B. Costs and expenses
51. The applicant also claimed PLN 12,000 for the costs and expenses incurred before the domestic courts and in the Court.
52. The Government asked the Court to make an award only in so far as the costs and expenses claimed were actually and necessarily incurred and were reasonable as to quantum.
53. The Court reiterates that only legal costs and expenses found to have been actually and necessarily incurred and which are reasonable as to quantum are recoverable under Article 41 of the Convention (see, among other authorities, Nikolova v. Bulgaria [GC], no. 31195/96, § 79, ECHR 1999-II). In the present case, the Court finds that the applicant has not produced any evidence supporting his claim as required by Rule 60 § 2 of the Rules of Court. Accordingly, it makes no award under this head.
C. Default interest
54. The Court considers it appropriate that the default interest should be based on the marginal lending rate of the European Central Bank, to which should be added three percentage points.
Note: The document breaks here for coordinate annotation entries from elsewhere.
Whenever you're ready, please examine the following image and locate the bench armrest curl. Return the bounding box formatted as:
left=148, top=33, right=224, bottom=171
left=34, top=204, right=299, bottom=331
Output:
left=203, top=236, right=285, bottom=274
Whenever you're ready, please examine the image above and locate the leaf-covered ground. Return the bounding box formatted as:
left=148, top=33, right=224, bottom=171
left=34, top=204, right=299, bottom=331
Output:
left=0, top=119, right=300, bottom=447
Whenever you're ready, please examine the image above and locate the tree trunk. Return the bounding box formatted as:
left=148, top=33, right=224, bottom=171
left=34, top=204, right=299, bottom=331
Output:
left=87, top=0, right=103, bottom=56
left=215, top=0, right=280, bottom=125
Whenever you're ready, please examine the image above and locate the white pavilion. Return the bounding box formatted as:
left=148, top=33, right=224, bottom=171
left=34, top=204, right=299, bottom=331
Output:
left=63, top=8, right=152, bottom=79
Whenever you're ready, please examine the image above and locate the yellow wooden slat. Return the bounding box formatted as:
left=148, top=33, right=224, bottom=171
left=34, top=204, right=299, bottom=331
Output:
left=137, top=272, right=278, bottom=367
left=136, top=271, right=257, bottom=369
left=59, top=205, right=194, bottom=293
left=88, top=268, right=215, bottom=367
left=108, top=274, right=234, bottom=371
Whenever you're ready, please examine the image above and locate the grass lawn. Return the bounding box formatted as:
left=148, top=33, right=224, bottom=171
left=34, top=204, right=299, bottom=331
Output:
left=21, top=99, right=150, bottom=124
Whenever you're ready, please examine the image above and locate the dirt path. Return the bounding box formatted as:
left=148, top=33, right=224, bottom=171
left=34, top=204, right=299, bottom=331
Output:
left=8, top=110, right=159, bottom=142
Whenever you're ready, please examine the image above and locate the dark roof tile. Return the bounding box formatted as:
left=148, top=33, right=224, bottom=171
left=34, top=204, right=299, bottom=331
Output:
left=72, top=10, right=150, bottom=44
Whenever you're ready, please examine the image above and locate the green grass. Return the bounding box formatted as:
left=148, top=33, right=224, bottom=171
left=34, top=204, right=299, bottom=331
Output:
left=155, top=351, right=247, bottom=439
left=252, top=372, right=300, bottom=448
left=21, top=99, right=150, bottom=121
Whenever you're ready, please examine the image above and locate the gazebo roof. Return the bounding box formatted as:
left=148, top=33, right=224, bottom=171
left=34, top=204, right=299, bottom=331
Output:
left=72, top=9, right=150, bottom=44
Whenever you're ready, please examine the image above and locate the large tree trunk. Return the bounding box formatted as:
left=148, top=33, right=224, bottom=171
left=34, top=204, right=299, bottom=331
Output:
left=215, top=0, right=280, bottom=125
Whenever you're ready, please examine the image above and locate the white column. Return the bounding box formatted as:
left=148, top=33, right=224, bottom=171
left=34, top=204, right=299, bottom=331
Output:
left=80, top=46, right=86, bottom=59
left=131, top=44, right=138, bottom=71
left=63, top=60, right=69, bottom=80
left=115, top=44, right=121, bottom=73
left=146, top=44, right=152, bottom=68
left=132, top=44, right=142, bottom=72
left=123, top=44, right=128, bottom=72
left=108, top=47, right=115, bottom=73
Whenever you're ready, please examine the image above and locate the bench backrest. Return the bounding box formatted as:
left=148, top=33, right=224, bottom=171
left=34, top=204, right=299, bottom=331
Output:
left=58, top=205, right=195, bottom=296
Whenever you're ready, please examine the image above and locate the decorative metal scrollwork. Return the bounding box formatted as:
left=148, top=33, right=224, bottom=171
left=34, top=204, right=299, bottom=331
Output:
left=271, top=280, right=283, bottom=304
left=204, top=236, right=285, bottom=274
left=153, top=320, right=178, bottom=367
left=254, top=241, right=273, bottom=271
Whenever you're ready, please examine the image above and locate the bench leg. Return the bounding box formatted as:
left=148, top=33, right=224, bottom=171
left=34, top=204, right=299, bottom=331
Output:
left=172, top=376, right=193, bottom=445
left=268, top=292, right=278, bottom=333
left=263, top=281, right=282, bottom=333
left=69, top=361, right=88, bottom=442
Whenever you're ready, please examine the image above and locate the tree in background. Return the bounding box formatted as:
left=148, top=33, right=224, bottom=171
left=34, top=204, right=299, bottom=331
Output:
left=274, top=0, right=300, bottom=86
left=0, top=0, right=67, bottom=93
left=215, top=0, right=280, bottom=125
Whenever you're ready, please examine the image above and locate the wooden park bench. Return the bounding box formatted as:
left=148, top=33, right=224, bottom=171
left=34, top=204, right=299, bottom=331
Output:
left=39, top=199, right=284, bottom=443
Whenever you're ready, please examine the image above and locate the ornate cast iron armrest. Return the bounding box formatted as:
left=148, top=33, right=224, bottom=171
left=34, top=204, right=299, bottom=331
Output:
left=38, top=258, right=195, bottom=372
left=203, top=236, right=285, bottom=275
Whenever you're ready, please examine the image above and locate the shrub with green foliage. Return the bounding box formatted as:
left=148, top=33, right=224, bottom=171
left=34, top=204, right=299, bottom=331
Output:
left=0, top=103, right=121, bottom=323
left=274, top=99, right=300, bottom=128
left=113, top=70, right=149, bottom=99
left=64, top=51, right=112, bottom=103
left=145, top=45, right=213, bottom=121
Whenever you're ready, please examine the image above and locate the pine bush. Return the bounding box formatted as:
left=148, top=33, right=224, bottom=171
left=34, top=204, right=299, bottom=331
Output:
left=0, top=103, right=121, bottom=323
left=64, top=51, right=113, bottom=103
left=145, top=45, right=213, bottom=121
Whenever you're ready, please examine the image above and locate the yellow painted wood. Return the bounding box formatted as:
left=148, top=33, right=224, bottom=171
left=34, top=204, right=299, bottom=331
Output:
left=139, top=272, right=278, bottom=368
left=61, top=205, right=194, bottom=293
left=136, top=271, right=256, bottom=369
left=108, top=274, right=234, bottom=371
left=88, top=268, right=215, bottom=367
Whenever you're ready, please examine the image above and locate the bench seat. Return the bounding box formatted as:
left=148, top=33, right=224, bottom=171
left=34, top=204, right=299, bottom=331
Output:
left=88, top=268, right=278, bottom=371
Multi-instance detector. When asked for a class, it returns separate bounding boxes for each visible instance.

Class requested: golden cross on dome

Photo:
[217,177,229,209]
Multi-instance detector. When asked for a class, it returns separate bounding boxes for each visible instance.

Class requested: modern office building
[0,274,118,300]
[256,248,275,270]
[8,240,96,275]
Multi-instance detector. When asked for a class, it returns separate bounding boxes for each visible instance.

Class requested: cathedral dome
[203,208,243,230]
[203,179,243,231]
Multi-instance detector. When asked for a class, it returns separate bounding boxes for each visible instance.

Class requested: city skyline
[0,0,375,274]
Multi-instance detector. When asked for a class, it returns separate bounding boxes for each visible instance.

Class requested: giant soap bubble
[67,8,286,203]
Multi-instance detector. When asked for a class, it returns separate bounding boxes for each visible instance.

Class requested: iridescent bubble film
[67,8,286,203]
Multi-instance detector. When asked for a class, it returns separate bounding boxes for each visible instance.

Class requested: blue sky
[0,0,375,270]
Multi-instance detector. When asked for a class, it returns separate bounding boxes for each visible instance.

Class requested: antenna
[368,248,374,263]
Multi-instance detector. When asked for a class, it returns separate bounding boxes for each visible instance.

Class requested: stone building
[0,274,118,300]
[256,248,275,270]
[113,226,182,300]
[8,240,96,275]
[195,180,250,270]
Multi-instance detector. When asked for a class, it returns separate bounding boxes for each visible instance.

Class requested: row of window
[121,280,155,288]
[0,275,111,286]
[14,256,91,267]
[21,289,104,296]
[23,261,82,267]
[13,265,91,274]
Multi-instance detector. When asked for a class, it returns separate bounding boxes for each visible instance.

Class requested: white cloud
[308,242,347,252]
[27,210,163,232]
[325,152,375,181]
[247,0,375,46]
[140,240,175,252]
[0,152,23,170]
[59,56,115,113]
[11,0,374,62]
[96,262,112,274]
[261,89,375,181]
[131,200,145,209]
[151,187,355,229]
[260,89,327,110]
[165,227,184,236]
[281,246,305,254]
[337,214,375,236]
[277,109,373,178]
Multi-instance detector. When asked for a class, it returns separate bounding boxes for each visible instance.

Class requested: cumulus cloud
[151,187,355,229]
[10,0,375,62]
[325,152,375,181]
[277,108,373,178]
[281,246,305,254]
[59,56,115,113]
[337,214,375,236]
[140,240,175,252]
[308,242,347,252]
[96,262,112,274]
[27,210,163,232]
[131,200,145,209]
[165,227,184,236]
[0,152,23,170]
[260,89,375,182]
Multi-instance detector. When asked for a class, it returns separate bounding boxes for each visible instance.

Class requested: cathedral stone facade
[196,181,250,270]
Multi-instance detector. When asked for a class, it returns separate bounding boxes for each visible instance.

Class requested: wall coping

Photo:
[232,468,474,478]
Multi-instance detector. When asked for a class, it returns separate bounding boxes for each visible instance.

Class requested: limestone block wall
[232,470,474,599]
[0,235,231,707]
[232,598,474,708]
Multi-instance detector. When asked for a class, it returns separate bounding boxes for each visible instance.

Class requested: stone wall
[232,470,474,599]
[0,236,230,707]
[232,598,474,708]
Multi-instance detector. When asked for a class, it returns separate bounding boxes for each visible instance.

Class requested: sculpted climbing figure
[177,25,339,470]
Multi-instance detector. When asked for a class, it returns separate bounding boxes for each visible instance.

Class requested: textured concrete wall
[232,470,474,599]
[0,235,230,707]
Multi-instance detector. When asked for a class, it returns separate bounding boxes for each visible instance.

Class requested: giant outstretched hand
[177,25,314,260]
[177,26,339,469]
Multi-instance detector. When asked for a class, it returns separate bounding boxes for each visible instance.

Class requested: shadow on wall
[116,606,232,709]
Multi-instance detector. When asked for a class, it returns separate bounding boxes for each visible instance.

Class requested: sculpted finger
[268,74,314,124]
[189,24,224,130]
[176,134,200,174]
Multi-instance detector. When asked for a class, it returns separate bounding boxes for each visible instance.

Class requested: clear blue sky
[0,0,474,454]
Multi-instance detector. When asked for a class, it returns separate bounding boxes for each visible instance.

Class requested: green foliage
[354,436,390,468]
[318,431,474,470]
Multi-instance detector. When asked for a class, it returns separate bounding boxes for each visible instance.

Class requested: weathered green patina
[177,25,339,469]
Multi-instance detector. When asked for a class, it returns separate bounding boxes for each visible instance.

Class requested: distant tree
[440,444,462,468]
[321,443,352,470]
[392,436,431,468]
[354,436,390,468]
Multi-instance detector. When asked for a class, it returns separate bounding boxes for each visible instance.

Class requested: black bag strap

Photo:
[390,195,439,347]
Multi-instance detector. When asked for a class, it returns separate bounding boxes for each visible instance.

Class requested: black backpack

FOR THESE REASONS, THE COURT UNANIMOUSLY
1. Declares the application admissible;
2. Holds that there has been a violation of Article 5 § 3 of the Convention;
(a) that the respondent State is to pay the applicant, within three months from the date on which the judgment becomes final in accordance with Article 44 § 2 of the Convention, EUR 4,000 (four thousand euros) in respect of non-pecuniary damage, to be converted into the national currency of the respondent State at the rate applicable at the date of settlement, plus any tax that may be chargeable;
(b) that from the expiry of the above-mentioned three months until settlement simple interest shall be payable on the above amount at a rate equal to the marginal lending rate of the European Central Bank during the default period plus three percentage points;
4. Dismisses the remainder of the applicant’s claim for just satisfaction.
Done in English, and notified in writing on 28 March 2006, pursuant to Rule 77 §§ 2 and 3 of the Rules of Court.